System virtualization has become a mainstream tool in the computing industry, as indicated by billion-dollar IPOs and sales of startup companies for hundreds of millions. The decoupling of virtual and physical computing platforms via system virtual machines (VMs) supports a variety of uses, of which the most popular ones are:

  • consolidating services that were using individual computers into individual virtual machines on the same computer. This utilises the strong resource isolation provided by virtual machines in order to achieve quality-of-service (QoS) isolation between servers;
  • load-balancing across clusters, by creating new virtual machines on demand on a lightly-used host, or even migrating live VMs. This utilises the platform abstraction provided by virtualization;
  • power management in clusters, by moving VMs off lightlyloaded machines, which can then be shut down (this is effectively load-balancing in reverse);
  • firewalling services which have a high risk of being compromised in order to protect the rest of the system. This also utilises resource isolation;
  • running different operating systems (OSes) on the same physical machine (e.g. Windows, Linux and MacOS), typically in order to run applications, which are specific to a particular OS. This use is mostly relevant for personal machines (desktops or laptops) and is also enabled by resource isolation.

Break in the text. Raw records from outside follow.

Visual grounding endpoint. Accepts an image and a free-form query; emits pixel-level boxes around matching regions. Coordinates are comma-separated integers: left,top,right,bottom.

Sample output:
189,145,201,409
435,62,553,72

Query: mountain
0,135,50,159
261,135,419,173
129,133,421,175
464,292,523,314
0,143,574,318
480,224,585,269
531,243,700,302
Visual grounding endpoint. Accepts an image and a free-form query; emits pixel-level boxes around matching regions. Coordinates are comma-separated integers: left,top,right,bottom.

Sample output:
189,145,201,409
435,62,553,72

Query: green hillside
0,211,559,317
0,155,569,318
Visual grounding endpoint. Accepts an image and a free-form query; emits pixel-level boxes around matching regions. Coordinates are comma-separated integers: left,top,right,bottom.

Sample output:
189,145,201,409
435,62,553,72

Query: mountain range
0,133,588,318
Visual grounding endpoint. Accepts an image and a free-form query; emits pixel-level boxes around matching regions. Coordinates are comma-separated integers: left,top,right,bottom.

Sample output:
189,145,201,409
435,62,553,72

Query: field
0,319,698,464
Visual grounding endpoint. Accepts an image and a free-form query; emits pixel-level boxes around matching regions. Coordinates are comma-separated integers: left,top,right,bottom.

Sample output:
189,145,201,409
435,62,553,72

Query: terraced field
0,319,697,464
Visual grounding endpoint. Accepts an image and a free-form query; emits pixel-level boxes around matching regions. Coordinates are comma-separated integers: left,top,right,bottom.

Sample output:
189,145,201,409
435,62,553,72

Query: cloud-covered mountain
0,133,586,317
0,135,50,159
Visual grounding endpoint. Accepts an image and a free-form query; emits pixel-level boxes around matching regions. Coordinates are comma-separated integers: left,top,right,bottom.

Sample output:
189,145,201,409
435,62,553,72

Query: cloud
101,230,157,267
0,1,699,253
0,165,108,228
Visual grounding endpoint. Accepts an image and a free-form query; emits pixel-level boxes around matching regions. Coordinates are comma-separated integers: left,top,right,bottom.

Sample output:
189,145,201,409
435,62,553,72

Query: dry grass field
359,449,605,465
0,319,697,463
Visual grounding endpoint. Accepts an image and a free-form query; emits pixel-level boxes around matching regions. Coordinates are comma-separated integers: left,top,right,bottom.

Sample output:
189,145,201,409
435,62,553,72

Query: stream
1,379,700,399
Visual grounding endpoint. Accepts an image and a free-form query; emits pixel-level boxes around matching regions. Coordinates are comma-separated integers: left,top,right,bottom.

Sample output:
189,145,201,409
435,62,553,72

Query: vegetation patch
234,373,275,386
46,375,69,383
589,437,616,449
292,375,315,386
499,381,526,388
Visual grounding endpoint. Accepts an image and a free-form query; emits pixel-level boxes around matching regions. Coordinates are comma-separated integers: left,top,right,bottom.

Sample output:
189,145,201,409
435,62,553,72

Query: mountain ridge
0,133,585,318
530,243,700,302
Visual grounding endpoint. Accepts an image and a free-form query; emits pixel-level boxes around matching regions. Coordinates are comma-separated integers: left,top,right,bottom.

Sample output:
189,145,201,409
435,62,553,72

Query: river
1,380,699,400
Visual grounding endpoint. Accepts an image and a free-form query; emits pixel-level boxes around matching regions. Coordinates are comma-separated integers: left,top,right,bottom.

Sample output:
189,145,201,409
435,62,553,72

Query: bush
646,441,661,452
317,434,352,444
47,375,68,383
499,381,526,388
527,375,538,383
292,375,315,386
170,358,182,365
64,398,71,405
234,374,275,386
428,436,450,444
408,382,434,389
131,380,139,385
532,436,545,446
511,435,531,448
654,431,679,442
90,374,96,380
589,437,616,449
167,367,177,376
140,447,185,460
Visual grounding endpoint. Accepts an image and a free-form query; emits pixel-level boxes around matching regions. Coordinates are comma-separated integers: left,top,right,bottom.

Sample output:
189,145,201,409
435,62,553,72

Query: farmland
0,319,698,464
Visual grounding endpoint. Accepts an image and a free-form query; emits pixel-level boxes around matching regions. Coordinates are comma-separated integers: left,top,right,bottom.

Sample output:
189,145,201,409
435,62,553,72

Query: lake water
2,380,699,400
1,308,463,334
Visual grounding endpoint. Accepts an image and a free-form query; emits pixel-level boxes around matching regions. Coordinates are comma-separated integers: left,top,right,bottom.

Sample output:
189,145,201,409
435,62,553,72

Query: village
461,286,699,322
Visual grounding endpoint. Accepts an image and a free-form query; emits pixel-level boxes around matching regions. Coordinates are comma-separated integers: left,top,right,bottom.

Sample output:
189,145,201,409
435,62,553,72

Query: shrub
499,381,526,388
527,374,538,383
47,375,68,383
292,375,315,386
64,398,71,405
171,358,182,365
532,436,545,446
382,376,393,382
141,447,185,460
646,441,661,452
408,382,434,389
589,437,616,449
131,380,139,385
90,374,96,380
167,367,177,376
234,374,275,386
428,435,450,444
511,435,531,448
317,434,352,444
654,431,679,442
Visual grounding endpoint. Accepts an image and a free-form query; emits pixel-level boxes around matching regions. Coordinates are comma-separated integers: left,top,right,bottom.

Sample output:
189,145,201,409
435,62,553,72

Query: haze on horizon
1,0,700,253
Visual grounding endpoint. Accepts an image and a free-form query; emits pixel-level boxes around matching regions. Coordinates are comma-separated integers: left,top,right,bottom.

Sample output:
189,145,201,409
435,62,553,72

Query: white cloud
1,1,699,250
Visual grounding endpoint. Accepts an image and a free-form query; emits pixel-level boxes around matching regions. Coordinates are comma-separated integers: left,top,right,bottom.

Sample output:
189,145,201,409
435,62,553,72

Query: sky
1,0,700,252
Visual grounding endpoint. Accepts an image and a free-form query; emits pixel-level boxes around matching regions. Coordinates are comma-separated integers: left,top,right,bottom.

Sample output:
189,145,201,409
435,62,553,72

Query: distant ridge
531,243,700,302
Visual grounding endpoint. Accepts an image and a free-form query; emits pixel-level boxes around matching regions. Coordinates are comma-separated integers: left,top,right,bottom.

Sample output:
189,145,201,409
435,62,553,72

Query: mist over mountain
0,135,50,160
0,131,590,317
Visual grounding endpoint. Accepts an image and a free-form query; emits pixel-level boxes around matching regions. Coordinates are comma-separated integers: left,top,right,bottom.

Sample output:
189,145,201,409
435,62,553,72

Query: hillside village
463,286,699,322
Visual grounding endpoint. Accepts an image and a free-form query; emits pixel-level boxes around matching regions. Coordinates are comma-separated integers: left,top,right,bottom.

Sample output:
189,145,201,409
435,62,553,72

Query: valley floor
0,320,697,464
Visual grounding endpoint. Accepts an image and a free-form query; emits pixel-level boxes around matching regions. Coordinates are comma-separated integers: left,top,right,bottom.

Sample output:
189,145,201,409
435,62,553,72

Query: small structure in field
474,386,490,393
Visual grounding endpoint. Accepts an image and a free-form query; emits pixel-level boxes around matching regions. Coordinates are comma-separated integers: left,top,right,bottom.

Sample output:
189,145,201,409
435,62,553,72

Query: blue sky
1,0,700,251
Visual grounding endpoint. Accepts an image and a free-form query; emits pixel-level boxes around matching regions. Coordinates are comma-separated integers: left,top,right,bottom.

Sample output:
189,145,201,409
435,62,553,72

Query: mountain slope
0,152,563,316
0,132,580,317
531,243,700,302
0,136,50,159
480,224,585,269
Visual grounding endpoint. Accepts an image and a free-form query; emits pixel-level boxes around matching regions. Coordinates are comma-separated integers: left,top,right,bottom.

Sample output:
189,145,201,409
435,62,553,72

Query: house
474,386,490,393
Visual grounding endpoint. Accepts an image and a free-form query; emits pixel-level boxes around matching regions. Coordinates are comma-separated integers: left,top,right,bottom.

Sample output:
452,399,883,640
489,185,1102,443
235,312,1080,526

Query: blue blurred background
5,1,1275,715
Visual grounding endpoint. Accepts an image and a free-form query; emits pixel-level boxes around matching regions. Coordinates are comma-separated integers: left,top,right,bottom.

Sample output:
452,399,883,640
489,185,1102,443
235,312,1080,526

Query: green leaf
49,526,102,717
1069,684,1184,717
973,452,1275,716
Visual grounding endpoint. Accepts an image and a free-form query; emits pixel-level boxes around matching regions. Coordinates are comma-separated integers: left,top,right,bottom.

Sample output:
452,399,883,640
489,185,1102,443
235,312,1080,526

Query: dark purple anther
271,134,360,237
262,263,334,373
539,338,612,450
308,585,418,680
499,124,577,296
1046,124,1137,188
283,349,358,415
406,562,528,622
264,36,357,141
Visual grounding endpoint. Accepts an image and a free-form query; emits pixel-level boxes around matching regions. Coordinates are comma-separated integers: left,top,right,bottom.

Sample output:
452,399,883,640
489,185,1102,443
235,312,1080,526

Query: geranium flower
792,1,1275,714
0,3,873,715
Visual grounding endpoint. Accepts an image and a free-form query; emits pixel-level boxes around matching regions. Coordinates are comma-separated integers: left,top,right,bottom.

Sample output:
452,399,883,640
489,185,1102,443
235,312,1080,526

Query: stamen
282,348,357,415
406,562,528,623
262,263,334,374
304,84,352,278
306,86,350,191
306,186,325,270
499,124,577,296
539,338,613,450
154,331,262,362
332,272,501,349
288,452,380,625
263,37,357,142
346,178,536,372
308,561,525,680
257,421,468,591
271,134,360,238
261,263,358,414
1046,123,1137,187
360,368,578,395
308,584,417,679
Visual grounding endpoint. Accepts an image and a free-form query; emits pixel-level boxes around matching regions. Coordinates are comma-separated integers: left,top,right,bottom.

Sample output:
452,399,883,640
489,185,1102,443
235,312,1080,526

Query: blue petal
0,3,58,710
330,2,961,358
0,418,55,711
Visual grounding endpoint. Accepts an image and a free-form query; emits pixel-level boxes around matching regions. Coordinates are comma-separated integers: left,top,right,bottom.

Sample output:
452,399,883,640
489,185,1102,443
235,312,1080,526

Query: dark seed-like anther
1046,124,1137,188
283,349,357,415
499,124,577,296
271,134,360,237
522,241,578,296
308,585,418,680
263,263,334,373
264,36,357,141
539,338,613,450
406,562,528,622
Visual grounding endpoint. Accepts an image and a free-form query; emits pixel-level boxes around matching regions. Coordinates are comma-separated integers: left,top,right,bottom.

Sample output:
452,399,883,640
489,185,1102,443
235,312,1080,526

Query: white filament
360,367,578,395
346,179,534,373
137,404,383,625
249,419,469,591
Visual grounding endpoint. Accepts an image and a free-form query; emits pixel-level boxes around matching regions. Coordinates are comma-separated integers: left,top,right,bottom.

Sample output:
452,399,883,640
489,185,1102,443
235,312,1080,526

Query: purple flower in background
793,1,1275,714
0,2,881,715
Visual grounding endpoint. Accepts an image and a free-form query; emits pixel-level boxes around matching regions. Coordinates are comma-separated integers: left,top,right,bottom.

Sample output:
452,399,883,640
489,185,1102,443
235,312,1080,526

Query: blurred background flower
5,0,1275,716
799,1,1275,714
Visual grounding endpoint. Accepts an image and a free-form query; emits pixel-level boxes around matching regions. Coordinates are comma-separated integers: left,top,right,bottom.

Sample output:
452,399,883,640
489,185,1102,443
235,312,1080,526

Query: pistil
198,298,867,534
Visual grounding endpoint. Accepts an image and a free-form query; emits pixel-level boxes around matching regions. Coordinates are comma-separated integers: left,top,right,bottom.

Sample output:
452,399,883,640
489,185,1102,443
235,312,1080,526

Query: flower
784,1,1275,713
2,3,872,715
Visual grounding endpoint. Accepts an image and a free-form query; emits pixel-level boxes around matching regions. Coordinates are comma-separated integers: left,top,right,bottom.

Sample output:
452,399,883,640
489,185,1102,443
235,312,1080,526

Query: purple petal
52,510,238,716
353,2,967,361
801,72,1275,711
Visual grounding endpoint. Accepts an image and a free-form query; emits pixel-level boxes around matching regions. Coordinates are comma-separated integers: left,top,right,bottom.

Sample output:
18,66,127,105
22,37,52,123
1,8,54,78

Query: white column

A main characteristic of such usage cases is that typically all VMs run the same OS (or, in the last scenario listed above, “similar” OSes in the sense that they provide roughly the same kinds of capabilities and similar abstraction levels). Also characteristic of those scenarios is that VMs communicate just like physical machines—via (virtual) network interfaces (including network file systems). This is consistent with the VM view, which is, by definition, like that of a physical machine.